“Why I Didn’t Want to Go to Church … and Why I Want to Go Now,” Liahona, June 1998, 34
As soon as I was old enough to really begin to understand the gospel, I began to have doubts about it. I often wondered if the gospel was true. But my parents insisted that I attend our ward in Germany with them each Sunday, even though I had little desire to be there. I figured I already knew everything that would be said, and I was bored by the routine.
Not wanting to be there, I was critical of the Church and Church members. I assumed members should always live perfectly what they said in their talks and testimonies. However, I noticed that some parents and children fought, some people gossiped, and some young people drank and smoked. Blinded by my prejudices, I noticed only those members who didn’t rush to help the homeless people who occasionally came into the church building. Where is that famous charity mentioned in the scriptures? I wondered. Somehow I missed seeing those who did reach out to help others.
While I was caught up in this spirit of criticism, my nonmember friends offered me cigarettes and alcohol, and I tried them. But that was not all. After a while, I stayed out at night longer and more often, and I always got home late on weekends. And then, of course, I had no desire to go to church because I was so tired.

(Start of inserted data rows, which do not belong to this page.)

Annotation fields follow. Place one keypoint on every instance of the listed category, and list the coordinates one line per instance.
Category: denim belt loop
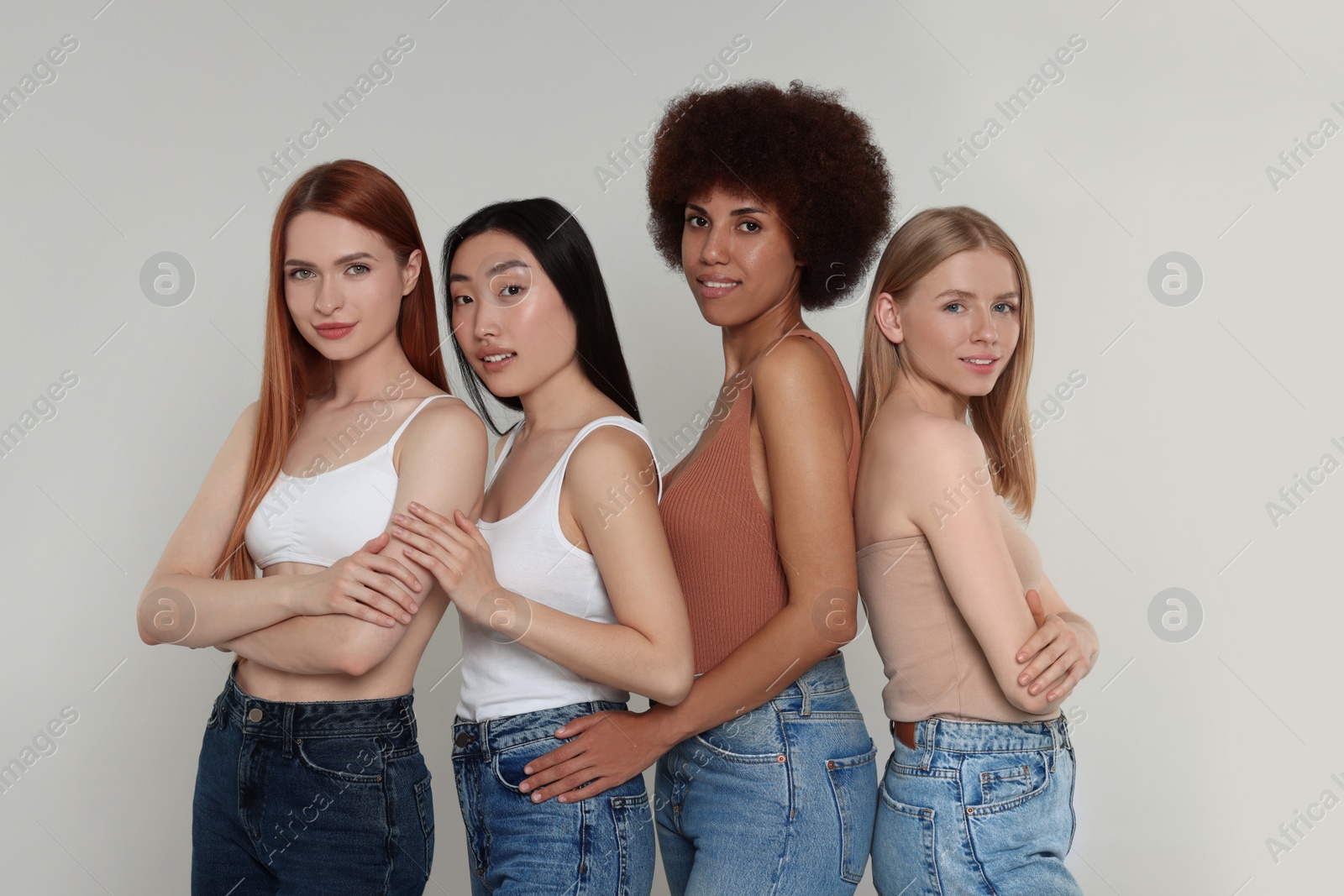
(407, 715)
(925, 745)
(806, 710)
(286, 730)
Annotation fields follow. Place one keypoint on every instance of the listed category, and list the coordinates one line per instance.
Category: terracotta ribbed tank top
(721, 537)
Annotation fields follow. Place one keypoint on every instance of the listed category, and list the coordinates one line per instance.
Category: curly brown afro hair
(801, 150)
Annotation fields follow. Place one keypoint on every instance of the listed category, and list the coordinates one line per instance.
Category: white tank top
(324, 517)
(533, 558)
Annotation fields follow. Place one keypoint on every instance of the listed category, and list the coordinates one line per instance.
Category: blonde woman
(978, 795)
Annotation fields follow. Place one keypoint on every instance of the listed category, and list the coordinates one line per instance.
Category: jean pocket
(904, 859)
(633, 825)
(853, 781)
(756, 736)
(425, 805)
(353, 759)
(1007, 781)
(508, 763)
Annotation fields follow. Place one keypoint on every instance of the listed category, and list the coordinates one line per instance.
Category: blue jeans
(779, 801)
(597, 846)
(323, 797)
(978, 808)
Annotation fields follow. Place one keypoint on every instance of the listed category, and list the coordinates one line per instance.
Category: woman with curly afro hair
(770, 201)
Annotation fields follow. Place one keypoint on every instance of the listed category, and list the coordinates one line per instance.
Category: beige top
(933, 663)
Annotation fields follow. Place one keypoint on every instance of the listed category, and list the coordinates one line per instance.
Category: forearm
(195, 611)
(609, 653)
(1086, 636)
(763, 665)
(307, 645)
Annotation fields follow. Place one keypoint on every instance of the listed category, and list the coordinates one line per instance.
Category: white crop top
(324, 517)
(534, 559)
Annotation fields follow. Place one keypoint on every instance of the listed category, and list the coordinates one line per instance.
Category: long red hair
(365, 195)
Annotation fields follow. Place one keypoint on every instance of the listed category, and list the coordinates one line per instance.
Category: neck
(370, 376)
(933, 398)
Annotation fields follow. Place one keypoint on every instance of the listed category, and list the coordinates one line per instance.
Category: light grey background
(1156, 474)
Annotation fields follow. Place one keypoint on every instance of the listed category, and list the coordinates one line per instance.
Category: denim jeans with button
(296, 799)
(978, 809)
(597, 846)
(776, 802)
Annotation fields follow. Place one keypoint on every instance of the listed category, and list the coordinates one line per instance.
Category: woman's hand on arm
(1062, 651)
(648, 649)
(181, 604)
(969, 547)
(443, 459)
(804, 419)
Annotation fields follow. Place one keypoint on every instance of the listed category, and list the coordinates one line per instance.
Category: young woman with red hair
(309, 777)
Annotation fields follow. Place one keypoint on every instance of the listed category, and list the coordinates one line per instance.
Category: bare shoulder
(241, 437)
(611, 453)
(797, 374)
(927, 446)
(447, 425)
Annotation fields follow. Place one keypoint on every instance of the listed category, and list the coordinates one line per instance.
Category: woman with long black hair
(564, 589)
(311, 778)
(770, 202)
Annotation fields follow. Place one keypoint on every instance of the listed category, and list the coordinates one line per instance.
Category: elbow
(360, 656)
(144, 624)
(1037, 705)
(674, 685)
(356, 663)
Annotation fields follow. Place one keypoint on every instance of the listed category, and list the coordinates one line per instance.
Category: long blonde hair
(1000, 418)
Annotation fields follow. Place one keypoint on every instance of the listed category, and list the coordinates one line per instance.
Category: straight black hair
(564, 253)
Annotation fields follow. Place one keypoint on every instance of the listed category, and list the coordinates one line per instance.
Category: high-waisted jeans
(779, 801)
(326, 797)
(978, 809)
(597, 846)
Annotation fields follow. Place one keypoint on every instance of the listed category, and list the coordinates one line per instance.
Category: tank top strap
(499, 458)
(844, 375)
(391, 443)
(625, 423)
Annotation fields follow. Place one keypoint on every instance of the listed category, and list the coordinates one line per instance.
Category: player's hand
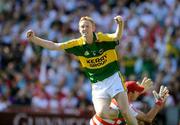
(146, 83)
(161, 97)
(118, 19)
(30, 34)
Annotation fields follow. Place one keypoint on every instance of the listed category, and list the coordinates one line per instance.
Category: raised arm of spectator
(42, 42)
(120, 26)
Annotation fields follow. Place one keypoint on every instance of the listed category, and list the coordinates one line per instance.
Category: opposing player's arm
(148, 117)
(119, 30)
(160, 99)
(42, 42)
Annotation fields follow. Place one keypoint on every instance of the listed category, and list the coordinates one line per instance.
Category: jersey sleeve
(69, 44)
(107, 38)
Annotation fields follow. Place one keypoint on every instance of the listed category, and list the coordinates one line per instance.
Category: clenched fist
(30, 34)
(118, 19)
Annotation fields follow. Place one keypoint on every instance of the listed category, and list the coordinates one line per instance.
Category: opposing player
(96, 52)
(134, 90)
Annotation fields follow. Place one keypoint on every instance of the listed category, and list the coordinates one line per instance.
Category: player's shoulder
(104, 37)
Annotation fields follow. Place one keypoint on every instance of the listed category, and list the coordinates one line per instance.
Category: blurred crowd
(54, 81)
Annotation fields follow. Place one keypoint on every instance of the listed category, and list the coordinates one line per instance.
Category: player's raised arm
(42, 42)
(120, 26)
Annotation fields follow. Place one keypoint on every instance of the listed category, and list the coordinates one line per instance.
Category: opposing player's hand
(146, 83)
(161, 97)
(30, 34)
(118, 19)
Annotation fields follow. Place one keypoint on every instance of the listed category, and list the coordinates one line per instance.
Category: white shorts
(108, 88)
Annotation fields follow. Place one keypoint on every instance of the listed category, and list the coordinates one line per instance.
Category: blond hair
(88, 19)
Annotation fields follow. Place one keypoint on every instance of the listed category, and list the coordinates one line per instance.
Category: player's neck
(89, 39)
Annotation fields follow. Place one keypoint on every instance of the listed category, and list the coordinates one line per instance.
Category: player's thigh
(101, 105)
(122, 100)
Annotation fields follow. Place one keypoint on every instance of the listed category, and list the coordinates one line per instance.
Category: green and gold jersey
(98, 59)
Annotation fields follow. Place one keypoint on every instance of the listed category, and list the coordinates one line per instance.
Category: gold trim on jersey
(99, 61)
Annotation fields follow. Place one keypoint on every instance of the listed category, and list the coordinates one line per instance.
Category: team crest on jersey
(86, 53)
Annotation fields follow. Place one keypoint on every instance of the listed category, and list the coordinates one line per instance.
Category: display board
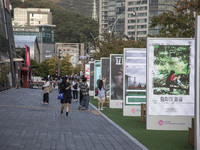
(116, 81)
(134, 81)
(97, 75)
(105, 74)
(91, 78)
(197, 102)
(87, 73)
(170, 88)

These friends—combined with the hypocrisy I thought I saw in some Church members, the temptations I succumbed to, my boredom in church, my pride, and my disobedience—led me to not want to know anything about the Church.

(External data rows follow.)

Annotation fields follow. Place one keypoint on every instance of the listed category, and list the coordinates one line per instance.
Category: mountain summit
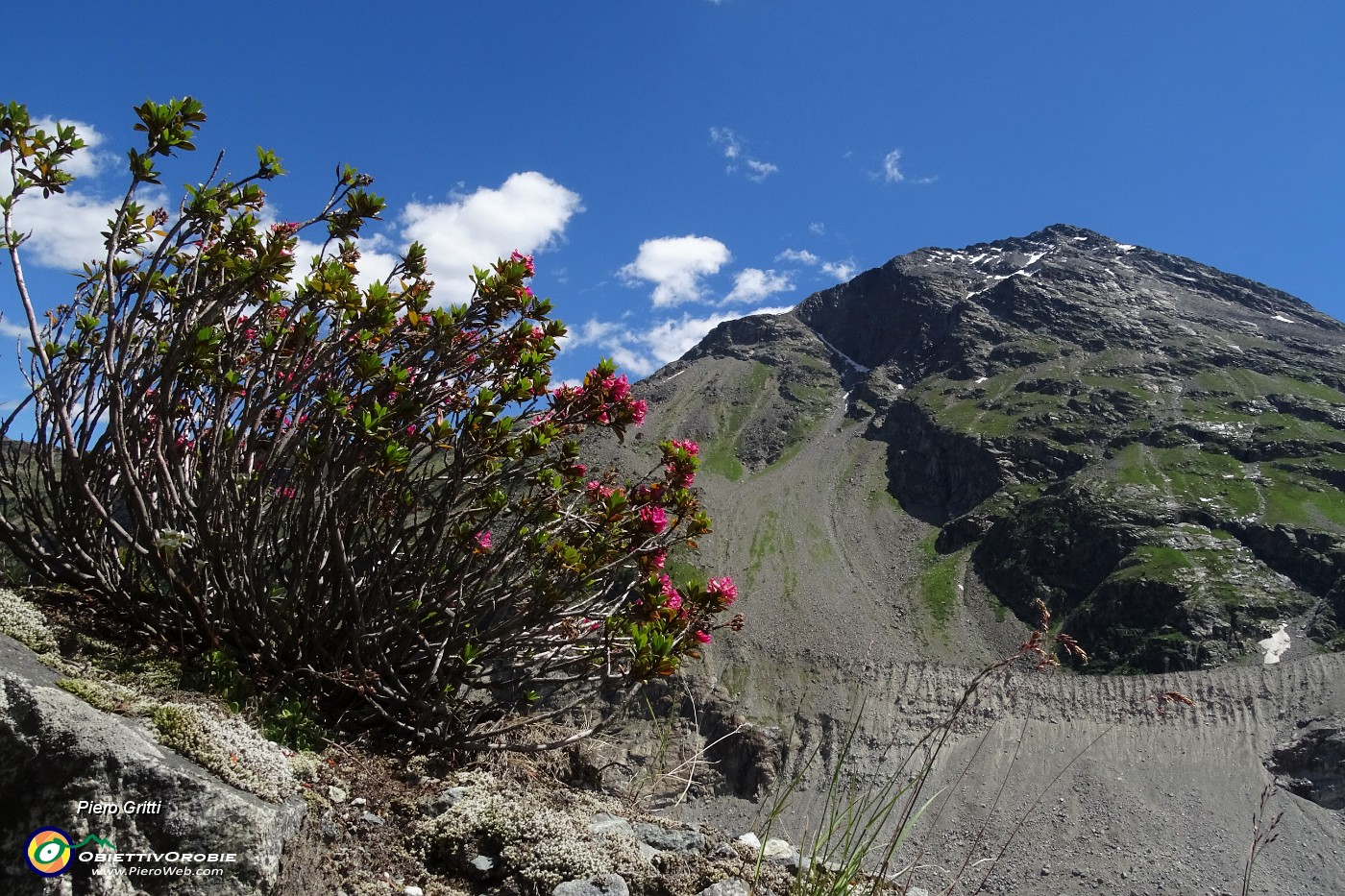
(1152, 447)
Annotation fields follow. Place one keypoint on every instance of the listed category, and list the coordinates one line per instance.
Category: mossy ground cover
(720, 455)
(939, 580)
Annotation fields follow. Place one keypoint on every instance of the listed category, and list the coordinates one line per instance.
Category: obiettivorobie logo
(50, 851)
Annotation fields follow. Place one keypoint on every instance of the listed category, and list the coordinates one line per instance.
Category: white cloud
(733, 151)
(645, 351)
(726, 138)
(753, 284)
(802, 255)
(66, 227)
(843, 271)
(891, 173)
(675, 267)
(759, 171)
(528, 213)
(89, 160)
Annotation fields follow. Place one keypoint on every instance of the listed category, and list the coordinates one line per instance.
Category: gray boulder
(64, 764)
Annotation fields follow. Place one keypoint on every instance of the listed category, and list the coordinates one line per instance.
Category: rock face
(57, 751)
(1152, 447)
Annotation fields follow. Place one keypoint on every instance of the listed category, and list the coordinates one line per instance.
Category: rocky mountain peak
(948, 309)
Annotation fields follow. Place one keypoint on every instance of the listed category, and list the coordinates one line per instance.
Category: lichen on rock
(24, 623)
(226, 747)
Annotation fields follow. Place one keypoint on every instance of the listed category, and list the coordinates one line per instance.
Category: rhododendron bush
(354, 496)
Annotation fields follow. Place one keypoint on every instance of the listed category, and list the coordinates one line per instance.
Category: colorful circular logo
(49, 852)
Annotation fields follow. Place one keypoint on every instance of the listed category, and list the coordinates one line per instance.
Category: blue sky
(678, 161)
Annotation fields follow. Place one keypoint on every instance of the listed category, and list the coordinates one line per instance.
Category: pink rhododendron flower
(655, 519)
(527, 261)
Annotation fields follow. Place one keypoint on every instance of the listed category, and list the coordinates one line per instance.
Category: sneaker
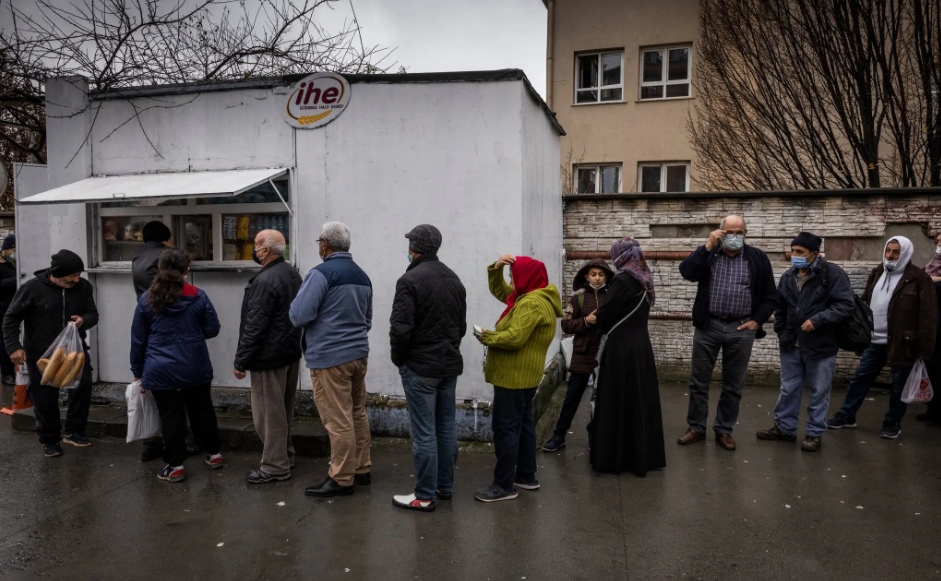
(262, 477)
(172, 474)
(526, 484)
(410, 502)
(52, 450)
(840, 421)
(811, 444)
(494, 493)
(554, 444)
(775, 433)
(77, 440)
(890, 431)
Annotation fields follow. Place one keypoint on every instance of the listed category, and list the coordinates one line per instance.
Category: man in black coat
(736, 296)
(270, 349)
(45, 305)
(429, 319)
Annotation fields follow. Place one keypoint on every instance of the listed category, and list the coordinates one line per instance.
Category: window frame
(598, 54)
(598, 181)
(663, 165)
(664, 82)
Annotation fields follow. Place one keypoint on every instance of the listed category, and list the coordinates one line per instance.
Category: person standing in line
(905, 328)
(429, 319)
(815, 296)
(334, 307)
(591, 290)
(736, 296)
(170, 358)
(516, 360)
(626, 433)
(270, 350)
(45, 305)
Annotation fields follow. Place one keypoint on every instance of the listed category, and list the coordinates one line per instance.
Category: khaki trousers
(340, 397)
(273, 392)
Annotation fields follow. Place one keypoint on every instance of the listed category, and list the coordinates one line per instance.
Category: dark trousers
(736, 352)
(578, 382)
(46, 405)
(870, 366)
(174, 405)
(514, 436)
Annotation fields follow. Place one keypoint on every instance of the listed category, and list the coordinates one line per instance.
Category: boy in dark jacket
(590, 286)
(45, 305)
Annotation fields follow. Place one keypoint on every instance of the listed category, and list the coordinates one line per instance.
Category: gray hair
(337, 236)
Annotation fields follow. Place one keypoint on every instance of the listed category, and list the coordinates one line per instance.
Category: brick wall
(855, 224)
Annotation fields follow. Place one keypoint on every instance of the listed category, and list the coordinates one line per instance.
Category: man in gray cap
(429, 319)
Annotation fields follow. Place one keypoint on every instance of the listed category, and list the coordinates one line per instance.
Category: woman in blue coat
(169, 355)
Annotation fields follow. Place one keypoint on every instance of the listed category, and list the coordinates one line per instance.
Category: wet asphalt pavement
(862, 508)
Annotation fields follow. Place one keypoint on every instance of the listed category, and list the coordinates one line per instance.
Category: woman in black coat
(626, 431)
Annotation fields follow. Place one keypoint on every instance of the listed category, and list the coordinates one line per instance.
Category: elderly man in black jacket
(45, 305)
(429, 319)
(736, 296)
(270, 348)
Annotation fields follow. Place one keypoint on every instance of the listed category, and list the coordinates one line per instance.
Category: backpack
(855, 333)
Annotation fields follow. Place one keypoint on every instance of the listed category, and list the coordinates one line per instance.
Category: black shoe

Then I made a mistake that forced me to go to court. The prospect of suffering legal penalties forced me to think, and I decided I needed to make some changes in my life.
I went to a trusted Church member and talked with him about my problems. The Lord prompted him to say the right words to me. He helped me recognize that I was at a crossroad. I had to return to the Lord’s way, or I would sink in the mud and go under. This realization was difficult to come to, but it was so clear that I could not misunderstand it. My friend then spoke to my father and asked us to kneel and pray together. My father prayed, and I felt tears in my eyes because I felt such a strong spirit.

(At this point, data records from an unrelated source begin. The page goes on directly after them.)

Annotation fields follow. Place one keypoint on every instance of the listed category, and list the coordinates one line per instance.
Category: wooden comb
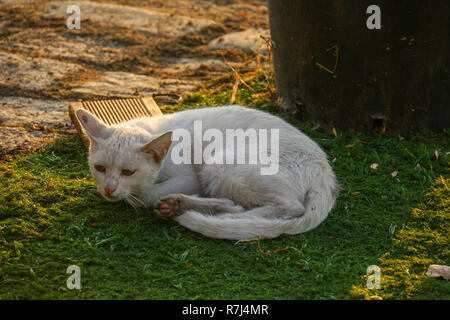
(113, 111)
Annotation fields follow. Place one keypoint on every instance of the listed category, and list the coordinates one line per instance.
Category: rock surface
(125, 48)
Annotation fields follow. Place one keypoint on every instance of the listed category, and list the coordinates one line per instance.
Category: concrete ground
(124, 48)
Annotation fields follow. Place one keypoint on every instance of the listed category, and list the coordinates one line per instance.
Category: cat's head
(123, 160)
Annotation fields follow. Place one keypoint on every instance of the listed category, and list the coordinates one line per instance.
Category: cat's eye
(100, 168)
(127, 172)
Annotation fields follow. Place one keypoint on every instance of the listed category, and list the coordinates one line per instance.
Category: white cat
(132, 161)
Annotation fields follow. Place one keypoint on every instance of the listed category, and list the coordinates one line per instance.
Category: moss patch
(394, 216)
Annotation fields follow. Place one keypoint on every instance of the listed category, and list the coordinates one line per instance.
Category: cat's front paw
(168, 207)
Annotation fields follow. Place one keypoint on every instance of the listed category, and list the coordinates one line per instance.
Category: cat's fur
(219, 201)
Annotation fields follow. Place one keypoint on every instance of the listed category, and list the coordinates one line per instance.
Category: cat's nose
(109, 191)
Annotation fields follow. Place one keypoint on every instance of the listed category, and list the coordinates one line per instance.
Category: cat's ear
(159, 147)
(94, 127)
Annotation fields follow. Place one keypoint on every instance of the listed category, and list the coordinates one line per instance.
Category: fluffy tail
(246, 225)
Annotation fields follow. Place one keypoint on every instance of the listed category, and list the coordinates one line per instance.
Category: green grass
(51, 216)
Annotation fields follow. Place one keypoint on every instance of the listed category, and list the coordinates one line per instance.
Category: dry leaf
(439, 271)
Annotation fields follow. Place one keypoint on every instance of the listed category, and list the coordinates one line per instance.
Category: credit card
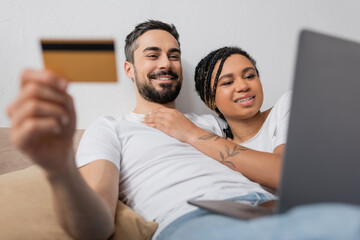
(81, 60)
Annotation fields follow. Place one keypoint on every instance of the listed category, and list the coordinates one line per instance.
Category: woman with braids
(228, 82)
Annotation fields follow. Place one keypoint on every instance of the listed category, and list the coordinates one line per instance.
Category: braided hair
(203, 73)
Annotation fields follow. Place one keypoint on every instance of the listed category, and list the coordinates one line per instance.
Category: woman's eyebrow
(247, 69)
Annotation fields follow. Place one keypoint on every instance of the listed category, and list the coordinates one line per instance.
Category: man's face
(157, 66)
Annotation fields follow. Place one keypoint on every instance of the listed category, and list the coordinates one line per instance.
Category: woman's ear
(129, 70)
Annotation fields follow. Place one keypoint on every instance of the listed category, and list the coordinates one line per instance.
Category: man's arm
(43, 124)
(261, 167)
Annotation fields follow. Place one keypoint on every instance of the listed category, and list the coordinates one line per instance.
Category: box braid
(203, 73)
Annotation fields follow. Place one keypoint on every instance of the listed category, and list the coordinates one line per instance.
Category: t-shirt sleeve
(99, 142)
(283, 119)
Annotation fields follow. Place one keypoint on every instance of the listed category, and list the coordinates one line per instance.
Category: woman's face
(239, 91)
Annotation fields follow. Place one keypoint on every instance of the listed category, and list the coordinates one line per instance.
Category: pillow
(26, 211)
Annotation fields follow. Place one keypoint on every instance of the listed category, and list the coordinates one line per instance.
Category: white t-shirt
(274, 130)
(158, 173)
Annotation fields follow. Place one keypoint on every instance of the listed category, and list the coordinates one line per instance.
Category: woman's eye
(226, 83)
(175, 57)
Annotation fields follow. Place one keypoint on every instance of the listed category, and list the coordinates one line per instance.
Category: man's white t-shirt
(158, 173)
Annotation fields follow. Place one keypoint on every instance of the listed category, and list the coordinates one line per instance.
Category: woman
(227, 80)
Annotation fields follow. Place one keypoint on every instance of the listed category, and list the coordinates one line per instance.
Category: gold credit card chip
(81, 60)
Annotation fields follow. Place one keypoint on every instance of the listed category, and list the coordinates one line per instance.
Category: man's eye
(176, 57)
(251, 76)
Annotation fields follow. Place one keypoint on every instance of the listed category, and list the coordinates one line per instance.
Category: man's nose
(164, 62)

I realized then that if my parents had not insisted that I attend church with them, something worse could have happened. I could have fallen completely away.
I have learned that friends outside the Church are okay if you look for good friends with your standards. If friends offer you something and ask you to do something that is not in accordance with the gospel, you should say no. If they continue, it is best to part with those friends, even if it is difficult. It was difficult for me.
I still don’t like hypocrisy, but I now recognize that I have faults of my own to work on. The talks at church are still similar and the meetings the same—but I’m not critical of that anymore. I realize that Church meetings can be interesting in spite of that. It is not easy for me, but I try to listen. I do not want to stray away.
I am developing a greater interest in going to church and in keeping the commandments. It is difficult, but with the help of the Lord and my parents, I can and will do it. It feels good to have loving parents and friends who are active in the Church. It is good to be understood, to be taken seriously, to be loved. It is good to know the Lord is always there.